Thieves steal $300,000 worth of iPhones by tunneling under wall in China

A few days ago we brought you news of how a Chinese smuggler was caught at the border with 94 iPhones strapped tightly to his body. That might have given you a modicum of idea of just how coveted the iPhone is in the country it is actually made. If not, here’s another case.

Three Chinese men have been arrested for stealing 240 iPhones 6 handsets, worth almost 1.4 million yuan ($225,350) from a warehouse in Beijing. The heist by three “big rats,” as the Chinese state news agency Xinhua described them, using a phrase sometimes used to mean burglars, is one of the more creative iPhone thefts in China, which have increased as the phone has become a status symbol in the world’s largest smartphone market.
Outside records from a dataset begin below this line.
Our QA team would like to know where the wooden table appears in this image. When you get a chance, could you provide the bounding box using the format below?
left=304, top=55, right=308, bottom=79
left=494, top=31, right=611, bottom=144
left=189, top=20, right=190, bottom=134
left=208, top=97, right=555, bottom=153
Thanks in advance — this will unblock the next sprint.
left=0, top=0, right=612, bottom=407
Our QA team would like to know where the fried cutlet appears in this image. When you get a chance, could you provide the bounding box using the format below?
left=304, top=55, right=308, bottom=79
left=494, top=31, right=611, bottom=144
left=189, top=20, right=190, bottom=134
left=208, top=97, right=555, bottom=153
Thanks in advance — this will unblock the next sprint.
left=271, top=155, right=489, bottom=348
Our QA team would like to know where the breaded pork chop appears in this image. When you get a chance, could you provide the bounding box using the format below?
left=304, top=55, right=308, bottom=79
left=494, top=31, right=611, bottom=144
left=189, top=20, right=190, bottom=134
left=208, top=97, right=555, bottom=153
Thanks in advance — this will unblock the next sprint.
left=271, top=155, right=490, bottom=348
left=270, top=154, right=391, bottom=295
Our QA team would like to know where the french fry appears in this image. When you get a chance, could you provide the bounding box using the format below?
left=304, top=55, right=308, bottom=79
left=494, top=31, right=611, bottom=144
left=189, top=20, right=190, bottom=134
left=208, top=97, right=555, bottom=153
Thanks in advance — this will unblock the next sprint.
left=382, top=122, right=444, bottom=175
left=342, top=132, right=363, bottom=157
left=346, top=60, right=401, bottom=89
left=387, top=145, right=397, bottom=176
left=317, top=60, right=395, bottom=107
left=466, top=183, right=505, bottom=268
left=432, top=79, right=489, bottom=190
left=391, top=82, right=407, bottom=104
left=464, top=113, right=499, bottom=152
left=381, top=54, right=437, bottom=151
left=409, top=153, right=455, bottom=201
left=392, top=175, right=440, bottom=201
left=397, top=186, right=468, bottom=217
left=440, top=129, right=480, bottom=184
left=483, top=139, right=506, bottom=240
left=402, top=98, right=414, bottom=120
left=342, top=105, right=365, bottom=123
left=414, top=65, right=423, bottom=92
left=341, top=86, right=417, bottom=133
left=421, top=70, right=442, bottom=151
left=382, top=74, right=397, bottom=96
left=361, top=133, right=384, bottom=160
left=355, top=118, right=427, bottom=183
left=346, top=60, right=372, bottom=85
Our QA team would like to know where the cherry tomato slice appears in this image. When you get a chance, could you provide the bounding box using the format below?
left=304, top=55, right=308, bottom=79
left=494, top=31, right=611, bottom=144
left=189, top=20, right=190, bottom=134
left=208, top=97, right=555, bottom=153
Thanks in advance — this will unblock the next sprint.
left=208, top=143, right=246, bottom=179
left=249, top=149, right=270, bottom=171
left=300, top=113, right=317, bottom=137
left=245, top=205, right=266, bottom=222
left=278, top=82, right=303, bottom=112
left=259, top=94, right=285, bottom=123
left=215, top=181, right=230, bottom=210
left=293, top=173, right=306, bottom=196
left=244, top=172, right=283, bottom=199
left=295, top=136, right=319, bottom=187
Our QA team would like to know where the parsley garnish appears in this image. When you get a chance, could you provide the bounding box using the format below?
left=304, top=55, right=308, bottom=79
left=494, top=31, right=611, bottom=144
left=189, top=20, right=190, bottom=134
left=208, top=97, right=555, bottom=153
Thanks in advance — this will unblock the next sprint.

The men broke into a warehouse storing iPhones by digging a 50 cm hole (about a foot and a half) in the wall; one of the men was a driver for a logistics company that owned the warehouse. Police tracked some of the stolen phones by their serial numbers to the northeastern province of Heilongjiang where a seller confessed to authorities the identities of the three men.

According to Xinhua, the men spent most of the money “on cars, gold, and gambling.” When the men were caught in late December, only 300,000 yuan of the 1.34 million they had earned by selling the phones was left, according to police.

Another interesting tidbit: Chinese consumers have dubbed the iPhone 6 the “Kidney 6.” That’s because a teenager from Anhui province had sold one of his kidneys to an organ-trafficking gang to buy Apple products. Talk about biting the Apple.